The kitchen went silent. Elsie could tell Thomas was thinking – properly, seriously considering – and with this realisation she could have leapt from her seat with joy.

He said, ‘I don’t want a meatloaf that badly.’

‘But with the right recipe –’

‘No.’ He said it so quietly she strained to hear.

‘Thomas,’ she said. ‘I want you to trust me.’

‘It’s not that I don’t trust you. It’s that . . . I don’t know what it is. What is this, Elsie?’ He dropped his fork; a piece of egg white rocketed across the table. ‘What do you want from me? To accept your affair? To look the other way while you cavort with the woman next door? Who, by the way, I’m not altogether convinced is married to an absent miner.’

‘It’s not an affair.’ Elsie looked him in the eye. ‘And you’re right, she isn’t married. That was a cover.’

‘A cover for what?’

‘For living alone, pregnant.’

His mouth opened soundlessly a couple of times. ‘But she’s not . . . anymore. Where’s the baby?’

‘Given away,’ she said quietly. ‘It happens.’

‘Jesus Christ, Elsie.’

Time stilled between them. Egg yolk congealed on the edge of Thomas’s plate; steam dwindled from their cups. Outside the wind plucked at a loose piece of tin on the garden shed. They both heard the echo of it: It happens.

Finally Elsie said, ‘She’s a kind and loving person, Thomas. Forget about the made-up story. It’s only for protection – people do it all the time. It’s . . .’ she searched for the words, frustration and anger mounting. ‘I don’t bloody know either. But I love you and we’re married, and she’s my dear friend and I love her too.’ Helplessly, she tossed her hands. ‘Has anything changed that badly?’

He stared at her, mouth agape. ‘Other than you being attracted to women?’
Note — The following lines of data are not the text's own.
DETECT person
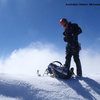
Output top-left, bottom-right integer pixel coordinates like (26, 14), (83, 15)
(60, 18), (82, 77)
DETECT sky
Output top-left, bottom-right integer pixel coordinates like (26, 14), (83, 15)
(0, 0), (100, 55)
(0, 0), (100, 75)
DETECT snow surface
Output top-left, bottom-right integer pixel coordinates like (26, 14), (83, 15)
(0, 74), (100, 100)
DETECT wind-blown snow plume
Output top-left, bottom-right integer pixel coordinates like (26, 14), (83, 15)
(0, 43), (63, 75)
(0, 43), (100, 75)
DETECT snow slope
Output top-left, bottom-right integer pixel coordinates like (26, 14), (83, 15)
(0, 74), (100, 100)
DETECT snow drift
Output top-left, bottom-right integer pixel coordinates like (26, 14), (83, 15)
(0, 42), (100, 76)
(0, 74), (100, 100)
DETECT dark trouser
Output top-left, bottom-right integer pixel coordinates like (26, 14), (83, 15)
(65, 46), (82, 76)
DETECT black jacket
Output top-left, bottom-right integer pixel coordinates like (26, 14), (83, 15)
(63, 22), (82, 46)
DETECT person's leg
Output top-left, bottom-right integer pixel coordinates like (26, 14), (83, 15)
(73, 52), (82, 77)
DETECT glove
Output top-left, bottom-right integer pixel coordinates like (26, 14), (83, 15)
(63, 37), (67, 42)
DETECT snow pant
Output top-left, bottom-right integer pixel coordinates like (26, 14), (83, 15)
(64, 45), (82, 76)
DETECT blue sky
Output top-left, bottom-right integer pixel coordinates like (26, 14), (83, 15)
(0, 0), (100, 56)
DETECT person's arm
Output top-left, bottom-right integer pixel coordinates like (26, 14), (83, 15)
(73, 24), (82, 35)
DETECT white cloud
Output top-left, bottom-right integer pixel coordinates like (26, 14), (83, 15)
(0, 43), (100, 75)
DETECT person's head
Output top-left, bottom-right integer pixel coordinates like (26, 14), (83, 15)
(60, 18), (68, 27)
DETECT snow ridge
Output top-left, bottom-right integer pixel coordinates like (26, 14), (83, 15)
(0, 75), (100, 100)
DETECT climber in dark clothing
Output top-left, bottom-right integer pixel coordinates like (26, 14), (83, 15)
(60, 18), (82, 77)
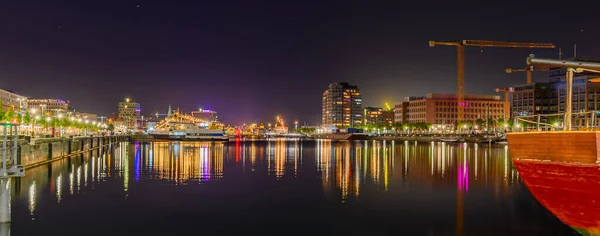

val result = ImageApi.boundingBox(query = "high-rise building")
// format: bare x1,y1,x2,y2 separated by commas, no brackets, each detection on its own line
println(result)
27,98,69,116
118,98,142,129
0,89,27,112
382,109,394,125
321,82,363,127
363,107,384,125
192,108,219,126
402,94,504,125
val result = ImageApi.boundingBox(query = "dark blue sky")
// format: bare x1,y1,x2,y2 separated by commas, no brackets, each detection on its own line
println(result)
0,0,600,124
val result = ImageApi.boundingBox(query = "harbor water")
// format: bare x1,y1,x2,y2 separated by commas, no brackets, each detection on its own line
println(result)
4,140,577,235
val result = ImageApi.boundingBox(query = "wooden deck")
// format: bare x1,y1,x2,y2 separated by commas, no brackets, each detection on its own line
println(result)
506,131,600,164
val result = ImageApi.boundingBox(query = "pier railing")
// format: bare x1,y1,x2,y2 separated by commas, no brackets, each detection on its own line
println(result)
513,111,600,132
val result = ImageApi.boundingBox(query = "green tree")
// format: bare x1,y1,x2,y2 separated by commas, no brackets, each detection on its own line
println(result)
475,119,485,129
5,107,17,121
23,112,31,125
485,118,496,130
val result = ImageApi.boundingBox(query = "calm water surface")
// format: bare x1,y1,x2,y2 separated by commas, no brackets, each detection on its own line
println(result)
10,141,577,235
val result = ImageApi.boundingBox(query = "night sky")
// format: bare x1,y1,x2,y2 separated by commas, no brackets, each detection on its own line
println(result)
0,0,600,124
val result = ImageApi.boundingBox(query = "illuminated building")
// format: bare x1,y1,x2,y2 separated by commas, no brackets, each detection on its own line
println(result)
511,58,600,122
118,98,141,129
192,108,219,124
27,98,69,115
73,112,98,121
405,94,504,125
363,107,385,125
394,101,408,123
382,110,394,125
321,82,363,127
0,89,27,111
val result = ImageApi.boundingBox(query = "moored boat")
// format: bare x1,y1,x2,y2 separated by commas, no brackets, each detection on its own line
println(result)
148,122,229,141
440,136,464,143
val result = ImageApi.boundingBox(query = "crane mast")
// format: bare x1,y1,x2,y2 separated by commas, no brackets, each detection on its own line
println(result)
429,40,555,124
494,88,514,123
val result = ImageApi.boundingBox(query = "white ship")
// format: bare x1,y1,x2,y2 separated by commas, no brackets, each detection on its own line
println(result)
148,121,229,141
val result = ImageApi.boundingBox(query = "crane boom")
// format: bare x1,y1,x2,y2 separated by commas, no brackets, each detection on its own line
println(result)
462,40,555,48
429,40,555,123
504,66,548,84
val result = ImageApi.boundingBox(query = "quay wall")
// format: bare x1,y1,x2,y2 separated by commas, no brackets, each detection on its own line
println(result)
0,136,129,167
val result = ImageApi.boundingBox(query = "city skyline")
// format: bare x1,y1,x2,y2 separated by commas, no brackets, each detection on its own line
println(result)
0,1,600,124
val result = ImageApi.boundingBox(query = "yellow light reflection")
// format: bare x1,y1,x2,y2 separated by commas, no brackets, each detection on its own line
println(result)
29,180,36,220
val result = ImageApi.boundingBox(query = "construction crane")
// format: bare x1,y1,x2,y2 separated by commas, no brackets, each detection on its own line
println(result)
429,40,555,122
504,66,548,84
494,88,515,121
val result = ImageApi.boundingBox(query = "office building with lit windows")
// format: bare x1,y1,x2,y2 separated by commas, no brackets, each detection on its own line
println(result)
27,98,69,116
363,107,384,125
0,89,27,112
511,58,600,126
394,102,408,123
403,94,505,125
118,98,141,130
321,82,363,128
192,108,219,124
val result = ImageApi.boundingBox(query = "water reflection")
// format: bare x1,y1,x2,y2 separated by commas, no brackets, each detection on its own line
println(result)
12,140,564,235
12,140,519,202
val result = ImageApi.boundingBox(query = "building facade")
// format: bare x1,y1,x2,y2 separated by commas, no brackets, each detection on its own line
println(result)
71,112,98,122
363,107,385,125
511,58,600,126
403,94,505,125
0,89,27,112
383,110,394,125
27,98,69,116
394,101,408,123
321,82,363,127
192,108,219,126
118,98,141,130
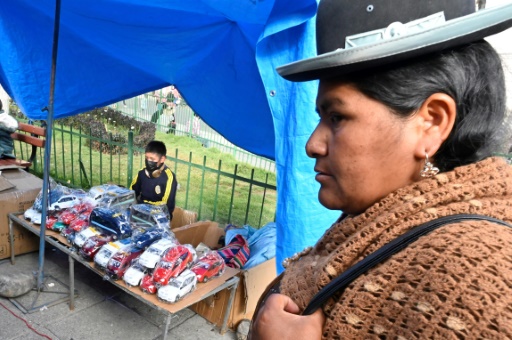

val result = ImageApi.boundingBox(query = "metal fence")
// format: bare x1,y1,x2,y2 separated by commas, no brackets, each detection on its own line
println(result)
110,90,275,172
15,125,276,227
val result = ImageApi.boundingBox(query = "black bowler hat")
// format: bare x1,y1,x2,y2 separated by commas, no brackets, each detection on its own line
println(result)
277,0,512,81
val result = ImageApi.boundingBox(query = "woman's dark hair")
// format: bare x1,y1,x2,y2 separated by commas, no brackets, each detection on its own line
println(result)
348,40,506,171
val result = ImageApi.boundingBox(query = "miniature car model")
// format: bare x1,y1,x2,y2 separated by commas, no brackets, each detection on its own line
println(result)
30,210,43,225
60,226,76,244
139,238,178,269
190,251,225,282
79,234,112,261
73,227,101,248
105,244,144,280
23,208,41,221
71,202,94,215
130,203,170,229
69,215,89,233
123,257,148,287
132,227,163,249
48,195,80,210
157,269,197,303
31,211,59,226
89,207,132,239
46,216,60,231
59,209,78,225
98,186,137,210
94,238,131,271
153,245,194,286
88,184,116,202
50,219,66,232
140,274,157,294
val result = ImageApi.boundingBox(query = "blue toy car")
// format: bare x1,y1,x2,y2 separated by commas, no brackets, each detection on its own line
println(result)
89,207,132,239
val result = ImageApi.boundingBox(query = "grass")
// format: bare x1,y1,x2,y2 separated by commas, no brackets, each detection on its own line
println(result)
15,122,276,228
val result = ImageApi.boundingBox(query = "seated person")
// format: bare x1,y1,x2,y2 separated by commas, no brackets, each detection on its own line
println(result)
130,141,178,219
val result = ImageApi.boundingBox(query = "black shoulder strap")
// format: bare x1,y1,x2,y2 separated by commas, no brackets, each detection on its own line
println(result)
302,214,512,315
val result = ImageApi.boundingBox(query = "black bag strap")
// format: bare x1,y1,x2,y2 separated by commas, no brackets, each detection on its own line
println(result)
302,214,512,315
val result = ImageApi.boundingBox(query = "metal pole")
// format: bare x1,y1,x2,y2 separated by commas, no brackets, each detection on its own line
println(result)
37,0,60,291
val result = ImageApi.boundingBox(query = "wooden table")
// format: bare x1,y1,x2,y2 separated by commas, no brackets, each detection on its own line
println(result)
9,213,239,340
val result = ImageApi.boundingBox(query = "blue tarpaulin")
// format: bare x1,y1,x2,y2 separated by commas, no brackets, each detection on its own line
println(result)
0,0,339,270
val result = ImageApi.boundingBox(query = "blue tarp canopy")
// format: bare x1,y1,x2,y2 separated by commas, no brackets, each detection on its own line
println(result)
0,0,339,269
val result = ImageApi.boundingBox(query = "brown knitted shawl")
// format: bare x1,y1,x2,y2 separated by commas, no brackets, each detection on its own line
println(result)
281,158,512,339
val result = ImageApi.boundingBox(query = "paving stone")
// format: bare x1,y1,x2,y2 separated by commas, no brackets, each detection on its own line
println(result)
0,265,36,298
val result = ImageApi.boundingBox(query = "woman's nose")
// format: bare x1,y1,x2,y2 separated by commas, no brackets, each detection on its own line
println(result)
306,126,327,158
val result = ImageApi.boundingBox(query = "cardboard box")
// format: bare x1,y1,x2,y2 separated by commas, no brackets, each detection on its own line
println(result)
171,207,197,229
173,221,277,330
0,169,43,259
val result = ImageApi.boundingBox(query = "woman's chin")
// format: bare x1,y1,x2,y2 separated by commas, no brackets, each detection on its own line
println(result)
318,190,343,210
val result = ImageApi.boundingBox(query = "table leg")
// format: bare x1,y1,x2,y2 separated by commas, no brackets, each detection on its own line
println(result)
9,218,14,265
163,314,172,340
68,255,75,310
220,280,238,335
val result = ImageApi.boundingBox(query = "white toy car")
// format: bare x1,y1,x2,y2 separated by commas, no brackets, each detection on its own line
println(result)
123,257,149,287
73,227,101,248
139,238,177,269
157,269,197,303
48,195,80,210
23,208,41,221
30,210,43,224
94,238,132,270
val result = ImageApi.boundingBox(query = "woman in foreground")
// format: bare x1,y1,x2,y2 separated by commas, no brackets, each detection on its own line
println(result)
250,0,512,340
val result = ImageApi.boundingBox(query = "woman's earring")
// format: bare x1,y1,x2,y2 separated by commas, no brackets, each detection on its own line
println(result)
420,152,439,178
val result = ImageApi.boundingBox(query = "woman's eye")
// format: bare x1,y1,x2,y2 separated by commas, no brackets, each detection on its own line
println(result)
329,114,343,124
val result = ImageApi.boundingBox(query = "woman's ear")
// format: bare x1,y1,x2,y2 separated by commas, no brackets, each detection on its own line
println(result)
416,93,457,159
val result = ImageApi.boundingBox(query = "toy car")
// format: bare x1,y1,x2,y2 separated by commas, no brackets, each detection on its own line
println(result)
69,214,89,233
46,216,59,230
48,195,80,210
157,269,197,303
50,219,66,232
73,227,101,248
130,203,170,229
88,184,116,202
140,274,157,294
105,244,144,280
190,251,225,282
132,227,163,249
23,208,41,221
72,202,94,215
94,238,131,271
98,186,137,210
123,257,148,287
59,209,78,225
30,210,43,225
89,207,132,239
139,238,178,269
60,226,76,244
79,234,112,261
153,245,195,286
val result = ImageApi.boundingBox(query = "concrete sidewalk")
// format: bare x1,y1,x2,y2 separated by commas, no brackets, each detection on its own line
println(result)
0,247,236,340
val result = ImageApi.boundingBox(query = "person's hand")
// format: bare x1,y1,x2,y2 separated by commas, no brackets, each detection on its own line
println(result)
250,294,325,340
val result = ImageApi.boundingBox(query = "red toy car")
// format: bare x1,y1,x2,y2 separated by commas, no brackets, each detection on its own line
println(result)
190,251,225,282
69,214,89,233
153,245,194,286
140,274,157,294
59,209,78,225
46,216,59,230
80,234,113,261
105,245,144,280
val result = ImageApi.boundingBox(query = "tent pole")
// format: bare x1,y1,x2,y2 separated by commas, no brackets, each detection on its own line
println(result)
37,0,61,291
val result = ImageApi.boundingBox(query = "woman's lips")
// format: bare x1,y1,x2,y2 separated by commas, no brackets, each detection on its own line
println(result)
315,171,332,182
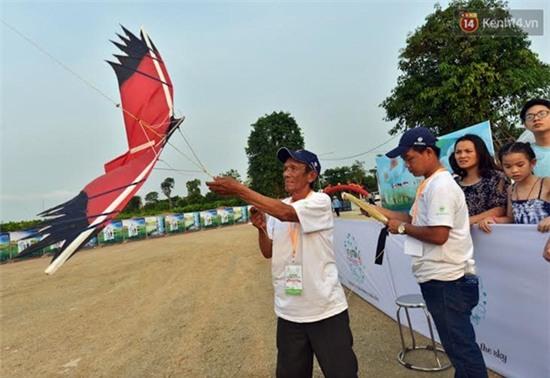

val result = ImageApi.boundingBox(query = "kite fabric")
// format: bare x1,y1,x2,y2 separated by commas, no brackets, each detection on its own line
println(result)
17,27,183,274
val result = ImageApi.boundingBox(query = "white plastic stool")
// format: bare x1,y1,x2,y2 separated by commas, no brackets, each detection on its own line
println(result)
395,294,451,371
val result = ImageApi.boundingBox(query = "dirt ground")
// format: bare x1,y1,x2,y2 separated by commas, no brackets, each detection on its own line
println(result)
0,225,497,377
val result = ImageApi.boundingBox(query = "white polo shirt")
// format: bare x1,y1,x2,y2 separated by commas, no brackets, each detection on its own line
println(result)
267,192,348,323
407,171,474,283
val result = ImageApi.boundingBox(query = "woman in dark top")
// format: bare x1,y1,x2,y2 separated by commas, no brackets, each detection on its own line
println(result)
449,134,510,224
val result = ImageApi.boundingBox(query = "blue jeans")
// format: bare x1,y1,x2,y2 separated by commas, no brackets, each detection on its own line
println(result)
420,275,487,378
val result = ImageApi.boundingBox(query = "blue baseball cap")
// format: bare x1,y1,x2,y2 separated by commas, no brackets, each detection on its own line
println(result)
386,127,437,159
277,147,321,176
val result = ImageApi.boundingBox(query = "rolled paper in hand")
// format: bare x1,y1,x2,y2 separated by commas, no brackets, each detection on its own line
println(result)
342,192,388,224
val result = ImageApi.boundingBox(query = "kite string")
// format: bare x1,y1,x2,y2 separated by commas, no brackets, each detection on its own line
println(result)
178,128,214,178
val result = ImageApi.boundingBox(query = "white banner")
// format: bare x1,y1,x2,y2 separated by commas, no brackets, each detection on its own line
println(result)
334,220,550,377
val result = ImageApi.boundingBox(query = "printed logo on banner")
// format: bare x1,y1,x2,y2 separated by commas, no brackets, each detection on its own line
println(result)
470,277,487,326
344,233,366,284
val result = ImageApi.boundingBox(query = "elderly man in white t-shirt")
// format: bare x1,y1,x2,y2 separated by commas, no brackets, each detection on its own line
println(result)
207,148,357,378
368,127,487,377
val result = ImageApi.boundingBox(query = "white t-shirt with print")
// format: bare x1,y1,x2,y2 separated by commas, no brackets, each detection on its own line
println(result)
267,192,348,323
407,171,474,283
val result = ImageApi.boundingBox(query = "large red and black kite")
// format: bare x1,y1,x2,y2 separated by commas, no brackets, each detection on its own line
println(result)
18,27,183,274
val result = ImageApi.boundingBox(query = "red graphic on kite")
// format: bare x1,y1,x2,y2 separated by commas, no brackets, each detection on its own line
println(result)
18,27,183,274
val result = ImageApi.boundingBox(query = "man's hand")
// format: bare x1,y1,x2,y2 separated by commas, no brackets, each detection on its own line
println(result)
206,177,245,196
537,217,550,232
477,217,496,234
542,238,550,262
250,207,266,231
387,219,407,234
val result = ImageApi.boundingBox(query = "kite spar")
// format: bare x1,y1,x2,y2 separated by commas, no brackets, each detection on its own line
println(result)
17,27,183,274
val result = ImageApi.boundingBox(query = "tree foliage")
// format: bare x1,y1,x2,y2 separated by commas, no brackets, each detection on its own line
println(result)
321,160,378,192
245,112,304,198
381,0,550,144
145,192,159,204
160,177,175,207
218,169,242,182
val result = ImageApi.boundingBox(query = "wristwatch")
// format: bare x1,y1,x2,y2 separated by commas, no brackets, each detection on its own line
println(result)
397,222,406,234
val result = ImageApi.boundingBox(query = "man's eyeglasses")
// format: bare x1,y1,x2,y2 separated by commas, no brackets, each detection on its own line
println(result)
525,110,550,122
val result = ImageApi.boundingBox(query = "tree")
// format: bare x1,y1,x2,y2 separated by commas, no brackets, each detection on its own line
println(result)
218,169,242,182
249,112,304,198
145,192,159,205
185,179,204,204
124,196,142,213
160,177,175,208
381,0,550,145
322,160,367,186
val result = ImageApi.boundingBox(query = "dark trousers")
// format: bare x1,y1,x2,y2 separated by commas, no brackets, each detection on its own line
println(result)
277,310,357,378
420,275,487,378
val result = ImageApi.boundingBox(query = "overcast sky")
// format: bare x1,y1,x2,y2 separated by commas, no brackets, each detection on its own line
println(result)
0,0,550,221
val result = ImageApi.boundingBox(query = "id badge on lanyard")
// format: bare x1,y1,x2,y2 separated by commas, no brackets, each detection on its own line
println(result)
285,224,303,295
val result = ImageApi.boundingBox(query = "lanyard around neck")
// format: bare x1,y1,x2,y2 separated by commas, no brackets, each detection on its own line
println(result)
288,191,313,264
411,167,445,223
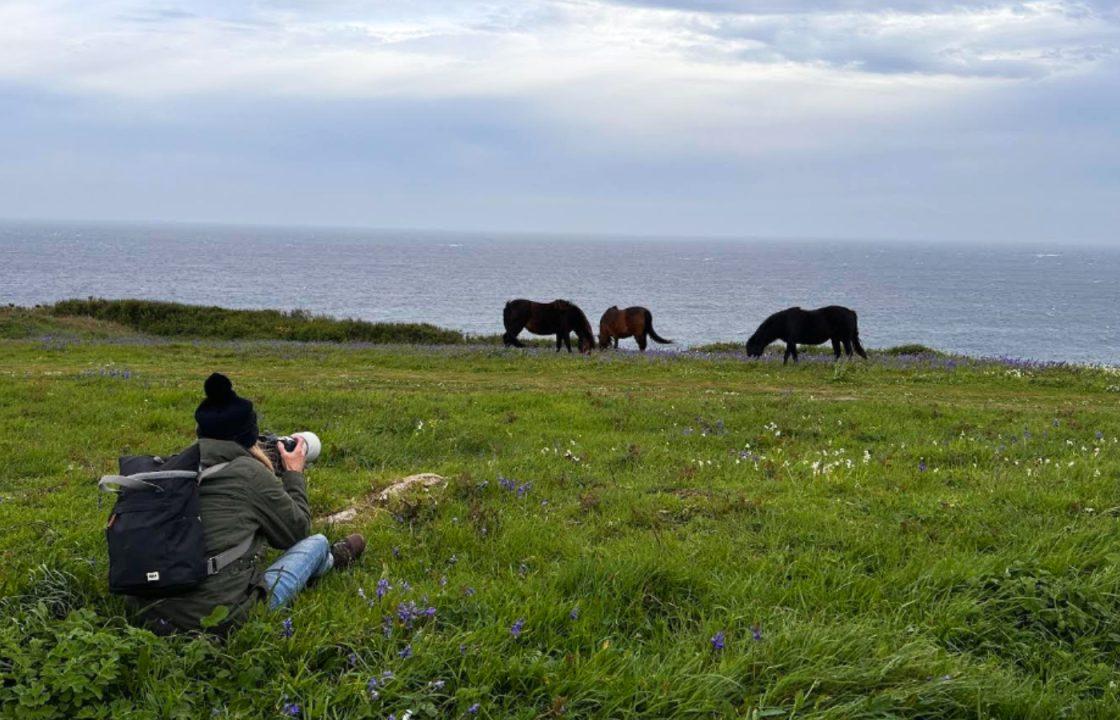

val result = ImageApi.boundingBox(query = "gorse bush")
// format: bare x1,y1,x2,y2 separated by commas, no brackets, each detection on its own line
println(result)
49,298,467,345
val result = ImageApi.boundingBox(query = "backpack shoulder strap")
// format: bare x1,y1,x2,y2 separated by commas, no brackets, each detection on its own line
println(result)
206,533,256,576
198,462,230,483
97,470,197,493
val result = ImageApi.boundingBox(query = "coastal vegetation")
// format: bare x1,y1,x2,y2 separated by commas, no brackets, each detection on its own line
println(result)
0,301,1120,720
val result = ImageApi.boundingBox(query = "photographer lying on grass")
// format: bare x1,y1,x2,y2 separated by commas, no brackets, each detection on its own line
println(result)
102,373,365,635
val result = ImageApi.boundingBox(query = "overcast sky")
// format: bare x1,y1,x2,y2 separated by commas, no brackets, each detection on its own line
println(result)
0,0,1120,242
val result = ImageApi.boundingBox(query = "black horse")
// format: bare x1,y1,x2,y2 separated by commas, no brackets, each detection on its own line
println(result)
747,305,867,365
502,299,595,353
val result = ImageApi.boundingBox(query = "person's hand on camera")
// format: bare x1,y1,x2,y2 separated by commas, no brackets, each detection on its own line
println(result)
277,438,307,473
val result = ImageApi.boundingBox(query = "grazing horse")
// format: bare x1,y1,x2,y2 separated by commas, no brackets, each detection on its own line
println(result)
747,305,867,365
502,299,595,353
599,305,672,353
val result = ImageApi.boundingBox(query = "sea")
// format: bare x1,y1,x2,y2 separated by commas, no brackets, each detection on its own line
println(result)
0,222,1120,365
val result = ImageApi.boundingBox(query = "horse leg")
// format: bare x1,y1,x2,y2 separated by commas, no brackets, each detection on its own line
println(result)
502,328,524,347
851,335,867,359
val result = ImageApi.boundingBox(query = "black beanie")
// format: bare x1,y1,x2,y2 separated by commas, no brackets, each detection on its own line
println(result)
195,373,258,448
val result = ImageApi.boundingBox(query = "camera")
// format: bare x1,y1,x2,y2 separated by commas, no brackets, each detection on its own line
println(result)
256,430,323,475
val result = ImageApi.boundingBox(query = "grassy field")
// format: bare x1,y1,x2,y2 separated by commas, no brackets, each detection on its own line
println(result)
0,318,1120,720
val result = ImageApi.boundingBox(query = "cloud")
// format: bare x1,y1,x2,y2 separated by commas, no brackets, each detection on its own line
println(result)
0,0,1120,237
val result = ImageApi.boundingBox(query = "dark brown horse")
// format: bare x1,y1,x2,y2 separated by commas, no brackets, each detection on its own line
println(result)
747,305,867,365
502,299,595,353
599,305,672,353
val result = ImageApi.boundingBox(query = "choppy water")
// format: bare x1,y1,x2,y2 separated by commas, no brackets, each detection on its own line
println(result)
0,223,1120,364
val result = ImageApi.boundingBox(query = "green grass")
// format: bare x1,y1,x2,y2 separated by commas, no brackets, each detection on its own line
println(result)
0,329,1120,720
40,298,477,345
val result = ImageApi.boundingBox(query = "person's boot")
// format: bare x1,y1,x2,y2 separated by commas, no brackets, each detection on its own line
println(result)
330,533,365,570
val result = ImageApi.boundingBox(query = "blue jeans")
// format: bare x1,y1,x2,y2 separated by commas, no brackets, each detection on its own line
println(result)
264,535,335,610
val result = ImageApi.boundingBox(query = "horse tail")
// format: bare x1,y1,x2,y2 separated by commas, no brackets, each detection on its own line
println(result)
645,310,673,345
851,312,867,359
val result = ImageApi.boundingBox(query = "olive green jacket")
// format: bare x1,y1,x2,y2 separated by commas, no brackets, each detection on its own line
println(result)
130,438,311,633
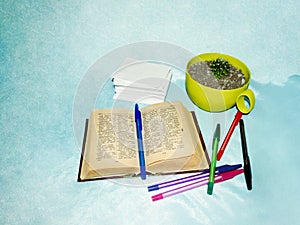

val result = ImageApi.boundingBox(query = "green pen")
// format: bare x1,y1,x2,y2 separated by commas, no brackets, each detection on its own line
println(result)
207,124,220,195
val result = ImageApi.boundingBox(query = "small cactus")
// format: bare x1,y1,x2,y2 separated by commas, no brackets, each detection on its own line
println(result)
209,58,229,79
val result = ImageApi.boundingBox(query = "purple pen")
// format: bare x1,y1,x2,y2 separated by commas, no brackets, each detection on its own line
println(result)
148,164,242,192
151,168,244,201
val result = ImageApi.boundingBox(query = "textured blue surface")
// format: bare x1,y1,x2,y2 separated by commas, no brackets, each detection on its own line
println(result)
0,0,300,224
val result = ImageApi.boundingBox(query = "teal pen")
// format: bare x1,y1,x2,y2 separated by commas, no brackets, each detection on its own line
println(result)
207,124,220,195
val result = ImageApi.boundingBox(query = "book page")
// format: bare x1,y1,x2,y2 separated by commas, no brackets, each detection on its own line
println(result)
85,109,138,170
142,102,195,165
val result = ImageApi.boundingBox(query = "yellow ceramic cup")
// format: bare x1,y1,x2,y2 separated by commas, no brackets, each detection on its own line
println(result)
186,53,255,114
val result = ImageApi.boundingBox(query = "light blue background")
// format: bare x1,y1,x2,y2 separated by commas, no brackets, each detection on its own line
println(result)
0,0,300,224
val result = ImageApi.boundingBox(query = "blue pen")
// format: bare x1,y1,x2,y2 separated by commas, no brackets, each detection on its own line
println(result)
148,164,242,192
134,104,146,180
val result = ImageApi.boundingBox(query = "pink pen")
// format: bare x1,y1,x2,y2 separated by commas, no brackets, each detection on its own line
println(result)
151,169,244,201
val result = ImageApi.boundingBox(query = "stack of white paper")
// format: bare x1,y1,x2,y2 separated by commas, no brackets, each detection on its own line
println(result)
112,60,172,104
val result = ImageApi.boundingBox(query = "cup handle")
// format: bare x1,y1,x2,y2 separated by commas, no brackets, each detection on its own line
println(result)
236,89,255,114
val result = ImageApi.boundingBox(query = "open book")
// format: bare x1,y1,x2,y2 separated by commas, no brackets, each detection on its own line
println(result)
78,102,209,181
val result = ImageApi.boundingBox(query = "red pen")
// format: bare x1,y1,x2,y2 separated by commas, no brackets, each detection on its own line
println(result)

‘I’m not attracted to women.’

‘Just the woman next door.’

‘Precisely!’ she shouted, surprising herself. ‘Only her.’ Elsie breathed in and out. ‘I know you’re hurt. Believe me, I am, too. But will you please let me talk to her? I promise, nothing else. Only talk. About meatloaf.’

Thomas said, ‘Meatloaf.’

‘Okay?’

‘I . . .’ He blinked furiously. ‘I can’t tell you what to do. I don’t own you.’

They stared at each other, neither knowing what else to say, neither any closer to understanding.